Why Your AI Repeats the Same Code Mistakes: 2 Fixes

Week three of building a real-time multiplayer app. GPU rendering, live video processing, the whole thing. Progress was real, the commit history was growing, and the momentum felt good. Then the AI suggested the exact pattern that broke the code two sessions ago. The one that was already fixed. Debugged, documented, buried. Again.

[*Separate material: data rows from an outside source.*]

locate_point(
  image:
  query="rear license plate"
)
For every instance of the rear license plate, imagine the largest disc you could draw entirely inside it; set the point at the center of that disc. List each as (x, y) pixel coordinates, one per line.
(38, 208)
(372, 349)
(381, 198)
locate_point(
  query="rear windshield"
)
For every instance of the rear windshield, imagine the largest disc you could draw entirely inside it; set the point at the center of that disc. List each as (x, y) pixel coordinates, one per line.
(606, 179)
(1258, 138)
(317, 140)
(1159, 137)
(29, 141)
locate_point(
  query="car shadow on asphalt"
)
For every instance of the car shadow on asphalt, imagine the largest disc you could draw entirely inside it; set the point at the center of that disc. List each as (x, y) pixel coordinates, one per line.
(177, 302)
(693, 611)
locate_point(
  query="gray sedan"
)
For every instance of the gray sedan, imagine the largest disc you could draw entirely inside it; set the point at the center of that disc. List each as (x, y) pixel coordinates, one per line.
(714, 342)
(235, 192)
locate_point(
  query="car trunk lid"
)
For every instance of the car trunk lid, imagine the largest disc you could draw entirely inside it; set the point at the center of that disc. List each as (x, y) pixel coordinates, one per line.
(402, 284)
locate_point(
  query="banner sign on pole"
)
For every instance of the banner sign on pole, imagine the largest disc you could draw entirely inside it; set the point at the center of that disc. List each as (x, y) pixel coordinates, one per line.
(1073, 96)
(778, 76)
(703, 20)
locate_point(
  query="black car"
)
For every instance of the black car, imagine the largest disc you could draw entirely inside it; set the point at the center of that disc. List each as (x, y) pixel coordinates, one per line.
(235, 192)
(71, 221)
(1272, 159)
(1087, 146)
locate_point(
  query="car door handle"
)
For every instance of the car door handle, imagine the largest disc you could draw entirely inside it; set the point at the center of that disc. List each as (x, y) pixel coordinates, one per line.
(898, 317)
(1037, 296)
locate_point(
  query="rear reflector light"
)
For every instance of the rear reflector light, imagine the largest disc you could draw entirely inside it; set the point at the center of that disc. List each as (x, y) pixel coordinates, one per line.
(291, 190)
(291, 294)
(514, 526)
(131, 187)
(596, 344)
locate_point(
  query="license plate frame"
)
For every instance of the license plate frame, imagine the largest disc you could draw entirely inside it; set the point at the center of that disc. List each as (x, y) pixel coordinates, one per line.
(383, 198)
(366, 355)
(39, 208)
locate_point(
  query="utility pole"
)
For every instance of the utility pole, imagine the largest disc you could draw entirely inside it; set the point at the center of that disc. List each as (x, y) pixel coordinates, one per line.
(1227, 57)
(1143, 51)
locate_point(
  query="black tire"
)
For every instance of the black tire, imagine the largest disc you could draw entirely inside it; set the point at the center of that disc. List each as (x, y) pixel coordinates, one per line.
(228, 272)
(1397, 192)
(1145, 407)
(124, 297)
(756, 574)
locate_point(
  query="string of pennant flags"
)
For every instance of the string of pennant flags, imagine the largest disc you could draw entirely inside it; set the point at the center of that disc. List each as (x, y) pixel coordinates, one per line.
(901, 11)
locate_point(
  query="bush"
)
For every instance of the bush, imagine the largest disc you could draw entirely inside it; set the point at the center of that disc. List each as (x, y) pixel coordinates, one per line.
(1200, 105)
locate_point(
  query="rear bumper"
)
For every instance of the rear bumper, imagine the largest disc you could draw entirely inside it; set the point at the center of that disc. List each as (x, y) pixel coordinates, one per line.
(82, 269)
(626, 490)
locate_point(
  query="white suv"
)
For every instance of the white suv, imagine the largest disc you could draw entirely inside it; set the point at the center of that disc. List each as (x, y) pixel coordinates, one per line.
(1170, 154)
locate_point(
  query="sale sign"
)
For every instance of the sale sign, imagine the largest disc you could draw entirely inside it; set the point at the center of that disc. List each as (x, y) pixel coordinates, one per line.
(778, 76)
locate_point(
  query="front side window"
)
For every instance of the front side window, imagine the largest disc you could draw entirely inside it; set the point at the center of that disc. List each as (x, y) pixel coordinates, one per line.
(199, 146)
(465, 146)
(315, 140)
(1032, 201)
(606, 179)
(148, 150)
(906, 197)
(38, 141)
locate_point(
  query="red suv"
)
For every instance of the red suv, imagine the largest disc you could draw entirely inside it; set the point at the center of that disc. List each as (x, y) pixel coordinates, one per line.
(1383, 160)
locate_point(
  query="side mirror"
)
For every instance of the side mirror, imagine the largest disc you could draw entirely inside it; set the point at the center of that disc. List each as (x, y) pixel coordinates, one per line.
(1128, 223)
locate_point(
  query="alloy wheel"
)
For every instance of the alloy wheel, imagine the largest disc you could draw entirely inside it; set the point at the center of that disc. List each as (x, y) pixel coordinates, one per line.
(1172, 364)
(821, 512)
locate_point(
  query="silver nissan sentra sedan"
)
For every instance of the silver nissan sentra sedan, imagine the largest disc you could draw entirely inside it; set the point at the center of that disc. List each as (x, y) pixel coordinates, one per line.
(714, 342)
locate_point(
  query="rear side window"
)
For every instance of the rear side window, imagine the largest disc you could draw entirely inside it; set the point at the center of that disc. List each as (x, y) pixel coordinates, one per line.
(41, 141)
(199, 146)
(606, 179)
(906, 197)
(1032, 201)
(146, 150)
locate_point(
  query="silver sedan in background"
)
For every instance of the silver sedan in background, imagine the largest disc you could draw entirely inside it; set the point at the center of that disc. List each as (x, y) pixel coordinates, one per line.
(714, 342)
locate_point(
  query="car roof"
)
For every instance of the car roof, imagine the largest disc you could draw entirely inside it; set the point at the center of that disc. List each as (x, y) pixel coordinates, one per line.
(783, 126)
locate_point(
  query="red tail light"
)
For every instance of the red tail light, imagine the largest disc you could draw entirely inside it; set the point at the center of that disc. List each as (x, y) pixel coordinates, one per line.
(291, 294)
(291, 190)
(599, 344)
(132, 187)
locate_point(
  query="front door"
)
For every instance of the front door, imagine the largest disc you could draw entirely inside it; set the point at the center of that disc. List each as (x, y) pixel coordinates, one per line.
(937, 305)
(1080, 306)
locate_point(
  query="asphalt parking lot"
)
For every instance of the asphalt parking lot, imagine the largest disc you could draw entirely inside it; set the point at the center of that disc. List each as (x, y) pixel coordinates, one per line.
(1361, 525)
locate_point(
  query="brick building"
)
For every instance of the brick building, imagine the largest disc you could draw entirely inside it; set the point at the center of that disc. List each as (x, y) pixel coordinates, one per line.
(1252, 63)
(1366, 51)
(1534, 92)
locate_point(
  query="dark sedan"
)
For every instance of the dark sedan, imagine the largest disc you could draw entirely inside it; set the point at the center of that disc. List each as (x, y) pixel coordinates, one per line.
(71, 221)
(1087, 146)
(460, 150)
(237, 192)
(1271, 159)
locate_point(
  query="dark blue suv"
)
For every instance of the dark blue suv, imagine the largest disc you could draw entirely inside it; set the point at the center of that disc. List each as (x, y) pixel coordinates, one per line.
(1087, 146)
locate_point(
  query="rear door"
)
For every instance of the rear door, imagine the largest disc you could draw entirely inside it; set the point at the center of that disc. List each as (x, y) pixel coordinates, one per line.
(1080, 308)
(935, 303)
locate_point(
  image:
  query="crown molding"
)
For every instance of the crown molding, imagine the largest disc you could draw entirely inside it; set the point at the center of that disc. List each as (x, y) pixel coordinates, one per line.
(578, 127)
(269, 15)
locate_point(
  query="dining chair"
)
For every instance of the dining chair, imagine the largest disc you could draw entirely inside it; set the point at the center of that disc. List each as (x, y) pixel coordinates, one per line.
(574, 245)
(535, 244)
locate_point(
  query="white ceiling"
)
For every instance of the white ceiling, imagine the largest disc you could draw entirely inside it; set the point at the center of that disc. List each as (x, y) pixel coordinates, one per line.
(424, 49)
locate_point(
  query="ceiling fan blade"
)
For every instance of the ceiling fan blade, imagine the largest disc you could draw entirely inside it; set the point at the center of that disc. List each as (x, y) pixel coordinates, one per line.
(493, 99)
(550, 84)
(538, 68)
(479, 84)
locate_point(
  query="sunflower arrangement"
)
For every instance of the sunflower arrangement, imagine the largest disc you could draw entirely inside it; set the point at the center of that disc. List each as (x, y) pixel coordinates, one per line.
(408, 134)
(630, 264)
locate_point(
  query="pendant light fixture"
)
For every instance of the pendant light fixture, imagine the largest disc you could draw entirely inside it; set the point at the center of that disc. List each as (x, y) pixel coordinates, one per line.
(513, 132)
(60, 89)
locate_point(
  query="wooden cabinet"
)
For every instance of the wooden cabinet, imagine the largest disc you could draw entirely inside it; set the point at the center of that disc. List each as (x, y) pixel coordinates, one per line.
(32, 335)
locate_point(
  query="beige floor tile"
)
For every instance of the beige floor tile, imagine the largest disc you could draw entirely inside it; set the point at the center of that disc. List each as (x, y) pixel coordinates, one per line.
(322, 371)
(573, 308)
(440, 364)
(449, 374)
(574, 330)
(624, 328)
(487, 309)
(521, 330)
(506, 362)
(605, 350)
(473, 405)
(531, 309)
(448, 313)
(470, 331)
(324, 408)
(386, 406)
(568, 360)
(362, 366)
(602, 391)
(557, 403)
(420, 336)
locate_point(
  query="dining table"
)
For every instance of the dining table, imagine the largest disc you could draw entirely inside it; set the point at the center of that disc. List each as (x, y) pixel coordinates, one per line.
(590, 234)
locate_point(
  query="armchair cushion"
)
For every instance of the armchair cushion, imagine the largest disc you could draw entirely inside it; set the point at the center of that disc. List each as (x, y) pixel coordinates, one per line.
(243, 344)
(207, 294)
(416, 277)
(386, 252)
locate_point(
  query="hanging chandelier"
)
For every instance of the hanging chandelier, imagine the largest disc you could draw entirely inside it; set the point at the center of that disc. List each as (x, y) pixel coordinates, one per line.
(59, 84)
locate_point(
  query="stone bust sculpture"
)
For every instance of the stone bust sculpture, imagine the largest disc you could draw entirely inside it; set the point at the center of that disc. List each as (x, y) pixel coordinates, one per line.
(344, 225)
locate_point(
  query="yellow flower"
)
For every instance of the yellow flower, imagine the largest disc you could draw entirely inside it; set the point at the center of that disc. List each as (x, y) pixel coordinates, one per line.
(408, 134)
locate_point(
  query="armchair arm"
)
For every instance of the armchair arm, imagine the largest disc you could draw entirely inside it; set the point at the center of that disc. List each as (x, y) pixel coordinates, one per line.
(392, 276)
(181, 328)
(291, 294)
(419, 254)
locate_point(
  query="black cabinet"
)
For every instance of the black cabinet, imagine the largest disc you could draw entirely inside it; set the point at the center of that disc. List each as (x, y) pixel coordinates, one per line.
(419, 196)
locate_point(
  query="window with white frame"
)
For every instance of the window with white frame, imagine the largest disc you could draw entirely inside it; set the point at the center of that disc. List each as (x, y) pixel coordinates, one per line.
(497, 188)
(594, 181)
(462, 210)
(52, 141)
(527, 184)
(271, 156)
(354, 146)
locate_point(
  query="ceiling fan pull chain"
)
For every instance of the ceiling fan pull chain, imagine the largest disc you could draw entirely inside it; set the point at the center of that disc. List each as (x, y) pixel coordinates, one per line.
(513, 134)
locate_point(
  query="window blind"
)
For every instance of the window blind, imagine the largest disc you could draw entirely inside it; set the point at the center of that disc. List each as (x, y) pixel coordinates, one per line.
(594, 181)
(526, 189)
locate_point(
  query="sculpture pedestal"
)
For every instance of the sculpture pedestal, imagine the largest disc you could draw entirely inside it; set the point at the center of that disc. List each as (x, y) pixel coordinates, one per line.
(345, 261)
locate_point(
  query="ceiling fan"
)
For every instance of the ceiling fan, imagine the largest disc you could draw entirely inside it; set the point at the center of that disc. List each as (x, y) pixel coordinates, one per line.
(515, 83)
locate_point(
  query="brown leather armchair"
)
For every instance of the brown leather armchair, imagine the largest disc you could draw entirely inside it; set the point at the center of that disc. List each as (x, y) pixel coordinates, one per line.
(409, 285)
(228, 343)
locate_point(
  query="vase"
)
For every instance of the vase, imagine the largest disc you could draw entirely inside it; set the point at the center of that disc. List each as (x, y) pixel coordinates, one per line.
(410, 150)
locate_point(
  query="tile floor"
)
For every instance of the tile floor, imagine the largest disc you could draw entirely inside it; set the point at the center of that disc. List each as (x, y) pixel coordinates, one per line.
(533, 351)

A developer on r/PromptEngineering hit this wall and came back with two concrete changes that fixed it. Both are simpler than you’d expect.

🧠 Why This Keeps Happening

Every new chat starts from zero. The AI has no idea you already argued yourself out of using polling over WebSockets. No idea that race condition already cost you an afternoon. No idea the third-party SDK you were going to use turned out to have a licensing problem. It just starts fresh, confident, and ready to suggest the same mistakes.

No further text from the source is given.